The worst was the U.S. bombing of a mental hospital, some 200 yards from Fort Frederick, on Richmond Hill above St. George's. The fort was one of the last heavily defended sites manned by Grenada's soldiers. It was protected by antiaircraft guns, one of them only 150 yards from the hospital. The soldiers had placed a Grenadian army flag outside the hospital building, which bore no markings showing that it was a medical facility.
Corsair jets from the U.S.S. Independence were sent to knock out the antiaircraft batteries and to bomb the fort. But the pilots blasted the hospital as well, apparently in the belief that it was part of the military complex. A three-story wing was leveled, burying many of the occupants. Mortuary workers found at least 20 bodies in the rubble, but other patients were missing. The death toll was difficult to determine, since some of the mentally-ill occupants had wandered away from the building during the U.S. attack.

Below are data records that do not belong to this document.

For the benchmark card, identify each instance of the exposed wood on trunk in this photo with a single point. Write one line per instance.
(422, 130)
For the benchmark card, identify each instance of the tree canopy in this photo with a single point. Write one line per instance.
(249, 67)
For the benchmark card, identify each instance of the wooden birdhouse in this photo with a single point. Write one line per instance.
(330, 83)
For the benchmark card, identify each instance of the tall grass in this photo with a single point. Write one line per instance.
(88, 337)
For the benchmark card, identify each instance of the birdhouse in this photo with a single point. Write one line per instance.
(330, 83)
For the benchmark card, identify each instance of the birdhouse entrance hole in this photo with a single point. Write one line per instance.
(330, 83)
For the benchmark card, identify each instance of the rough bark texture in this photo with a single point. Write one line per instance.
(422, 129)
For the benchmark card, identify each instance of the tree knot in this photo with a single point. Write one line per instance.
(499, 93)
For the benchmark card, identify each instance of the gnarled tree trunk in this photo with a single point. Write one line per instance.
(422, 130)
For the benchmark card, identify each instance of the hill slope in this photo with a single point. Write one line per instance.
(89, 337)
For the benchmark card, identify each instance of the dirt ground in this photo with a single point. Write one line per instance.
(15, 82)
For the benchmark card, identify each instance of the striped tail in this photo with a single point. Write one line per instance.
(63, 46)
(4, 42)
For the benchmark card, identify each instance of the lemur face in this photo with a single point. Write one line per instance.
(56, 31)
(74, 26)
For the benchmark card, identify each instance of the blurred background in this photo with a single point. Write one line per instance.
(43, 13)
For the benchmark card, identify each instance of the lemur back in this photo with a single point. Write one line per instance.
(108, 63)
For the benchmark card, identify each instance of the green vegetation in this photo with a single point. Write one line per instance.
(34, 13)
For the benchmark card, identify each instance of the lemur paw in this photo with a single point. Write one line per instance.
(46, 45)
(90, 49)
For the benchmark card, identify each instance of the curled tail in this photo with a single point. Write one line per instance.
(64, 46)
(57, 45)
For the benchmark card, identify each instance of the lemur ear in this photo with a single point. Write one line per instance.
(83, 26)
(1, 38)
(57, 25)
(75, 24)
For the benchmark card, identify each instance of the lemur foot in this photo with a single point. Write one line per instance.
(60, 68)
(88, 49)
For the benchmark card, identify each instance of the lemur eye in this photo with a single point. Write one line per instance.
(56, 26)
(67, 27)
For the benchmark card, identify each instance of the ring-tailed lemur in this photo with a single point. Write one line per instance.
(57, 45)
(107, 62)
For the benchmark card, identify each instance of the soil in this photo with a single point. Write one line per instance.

The bombing of the hospital seemed to be an understandable error. But it was less excusable that it was first reported by a Canadian journalist and was not promptly confirmed by Pentagon officials. The Pentagon explained that by the time U.S. Marines took over the fort on foot the next day, the hospital personnel had buried the victims, and the Marines had no reason to suspect that anyone had died there.